Jeffrey M. Anderson | July 13, 2015
Sadly, this is my last streaming-movie column for TechHive. So rather than going out with a batch of new releases that will be quickly forgotten, I thought I'd share a batch of my all-time favorite films that are available for streaming: Classics of all stripes, for people who really love movies.

Stand by Me (Netflix) 

Brilliantly adapting Stephen King's novella The Body, writers Bruce A. Evans and Raynold Gideon and Director Rob Reiner crafted one of the greatest coming-of-age movies of all time. When word comes of a dead body deep in the woods, four 12-year-old friends, Gordie (Wil Wheaton), Chris (River Phoenix), Teddy (Corey Feldman), and Vern (Jerry O'Connell), hit the trail to find it. Of course, it's less about the body than about the journey, with its exciting (the train), bittersweet (the disapproving dads), beautiful (the deer), scary (Chopper), and funny (the pie-eating contest) events, as well as the memorable discussions (Pez). It's a snapshot of boys just about to leave childhood behind but still uncertain as to just what adulthood entails.

Kiefer Sutherland plays a sadistic older bully, John Cusack appears in a flashback, and Richard Dreyfuss narrates (and appears as the grown-up Gordie). A soundtrack album of 1950s pop hits was released, and the title song by Ben E. King became a top-10 hit. The screenplay earned an Oscar nomination.

The Warriors (Amazon Prime & Netflix) 

Hugely under-appreciated, Walter Hill is one of the greatest directors of "B"-level action movies today, frequently telling stories about characters in unfamiliar territory. The Warriors (1979) is arguably his masterpiece. All of the gangs in New York City assemble for a big meeting, led by "war chief" Cyrus, but he's shot and killed by the nasty Luther (David Patrick Kelly). The Warriors, the gang from Coney Island, gets the blame.
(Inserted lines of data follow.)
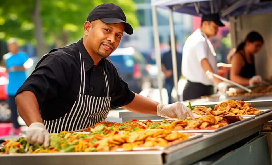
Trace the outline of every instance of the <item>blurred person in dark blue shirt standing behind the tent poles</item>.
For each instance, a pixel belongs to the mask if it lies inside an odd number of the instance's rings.
[[[169,46],[170,39],[169,39]],[[176,50],[178,48],[178,43],[176,43]],[[177,58],[177,78],[181,76],[181,59],[182,54],[176,51],[176,58]],[[173,77],[173,65],[172,65],[172,52],[171,49],[168,52],[165,52],[161,58],[161,68],[165,76],[165,88],[167,89],[168,94],[168,104],[172,103],[172,89],[174,87],[174,77]]]

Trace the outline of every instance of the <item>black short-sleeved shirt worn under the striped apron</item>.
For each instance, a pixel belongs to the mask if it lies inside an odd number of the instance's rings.
[[[118,75],[115,66],[102,58],[98,66],[85,49],[82,39],[69,46],[53,49],[38,62],[33,73],[18,89],[32,91],[37,97],[41,116],[45,120],[62,117],[71,110],[79,94],[81,82],[80,57],[84,60],[85,91],[84,94],[106,97],[106,84],[103,70],[107,74],[111,108],[127,105],[135,94],[128,84]]]

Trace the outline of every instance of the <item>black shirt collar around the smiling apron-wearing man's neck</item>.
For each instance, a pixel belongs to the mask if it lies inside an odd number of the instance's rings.
[[[83,45],[83,38],[81,38],[81,40],[79,40],[77,42],[77,48],[79,49],[80,53],[81,53],[81,57],[83,58],[84,61],[84,65],[85,65],[85,71],[88,71],[89,69],[91,69],[94,66],[94,62],[93,59],[91,58],[91,56],[89,55],[89,53],[87,52],[86,48]],[[99,63],[99,66],[106,68],[106,60],[104,58],[102,58]]]

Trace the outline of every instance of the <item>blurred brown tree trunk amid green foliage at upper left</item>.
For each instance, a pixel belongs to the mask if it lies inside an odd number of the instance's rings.
[[[33,23],[35,25],[34,32],[37,40],[37,55],[42,57],[48,53],[48,47],[44,43],[43,24],[41,21],[41,3],[40,0],[35,0],[35,7],[33,12]]]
So with every other gang in the City, plus the cops, out to get them, our Warriors (played by James Remar, Michael Beck, and others) must make it back to their home turf alive.
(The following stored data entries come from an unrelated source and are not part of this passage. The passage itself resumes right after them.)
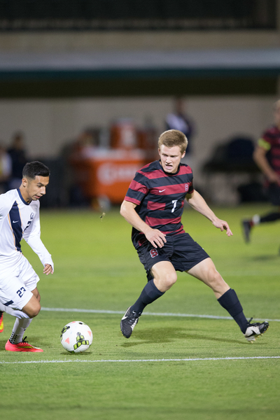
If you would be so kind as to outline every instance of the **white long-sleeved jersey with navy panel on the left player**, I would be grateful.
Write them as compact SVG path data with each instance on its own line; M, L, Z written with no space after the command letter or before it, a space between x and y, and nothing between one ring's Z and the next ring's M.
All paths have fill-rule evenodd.
M20 190L0 195L0 269L12 267L22 256L20 241L25 239L43 266L53 262L41 241L38 201L25 202Z

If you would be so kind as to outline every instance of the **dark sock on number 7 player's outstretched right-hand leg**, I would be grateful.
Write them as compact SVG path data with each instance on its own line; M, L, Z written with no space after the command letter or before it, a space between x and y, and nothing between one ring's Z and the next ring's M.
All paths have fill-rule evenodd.
M243 308L241 303L235 293L235 290L227 290L221 297L218 298L219 304L228 311L230 316L235 320L239 325L240 330L245 333L248 326L248 321L243 313Z

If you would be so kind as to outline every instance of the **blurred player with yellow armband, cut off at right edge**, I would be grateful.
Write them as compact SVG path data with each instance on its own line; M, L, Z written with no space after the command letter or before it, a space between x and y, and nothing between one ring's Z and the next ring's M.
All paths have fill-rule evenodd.
M251 219L242 221L246 242L250 241L253 226L280 219L280 100L274 104L274 125L262 134L253 158L265 175L265 189L269 202L278 209L264 216L255 214Z

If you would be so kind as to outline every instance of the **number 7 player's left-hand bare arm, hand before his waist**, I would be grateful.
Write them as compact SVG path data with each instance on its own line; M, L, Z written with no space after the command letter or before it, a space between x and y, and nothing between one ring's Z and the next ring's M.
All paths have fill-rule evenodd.
M121 216L123 216L135 229L139 230L139 232L143 232L148 241L150 241L155 248L158 248L158 246L162 248L166 242L165 234L158 229L151 228L147 223L142 221L141 217L134 210L136 206L137 204L124 200L123 204L120 206Z

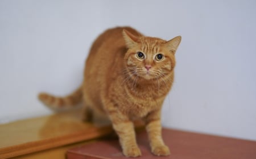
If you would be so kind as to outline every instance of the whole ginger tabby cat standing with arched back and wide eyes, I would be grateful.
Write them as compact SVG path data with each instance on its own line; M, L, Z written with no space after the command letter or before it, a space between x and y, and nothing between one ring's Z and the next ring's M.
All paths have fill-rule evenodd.
M39 99L51 108L82 102L87 119L94 111L106 114L127 157L141 156L133 120L143 119L151 152L167 156L160 111L174 80L180 41L180 36L170 41L146 37L130 27L108 29L90 49L81 87L67 97L40 93Z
Hill makes amazing use of the city's grime and graffiti, and the various gangs have different, strange themes, such as wearing baseball uniforms, roller skates, or face make-up. Meanwhile, a radio DJ regularly charts the Warriors' progress and plays records for them--Joe Walsh's "In the City" is a memorable track--and some of the movie's lines are still quite quotable. The movie was not well-received on its initial release and was even blamed for certain incidents of violence. Netflix offers the original theatrical cut, as opposed to Hill's much-hated 2005 director's cut.

The End of Summer (Hulu) 

Many consider Yasujiro Ozu to be the greatest of all Japanese filmmakers, Akira Kurosawa and Kenji Mizoguchi notwithstanding. Ozu's style remained steadfastly consistent throughout his 35-year career, taking his time before switching from silent to sound (in 1936), and from black-and-white to color (in 1958). He favored straight-ahead, medium shots, often from a medium height (sitting position). He told stories about families and the complex relationships between generations, establishing a contemplative rhythm, and often pausing for shots of clotheslines or trains, just to show that life was happening.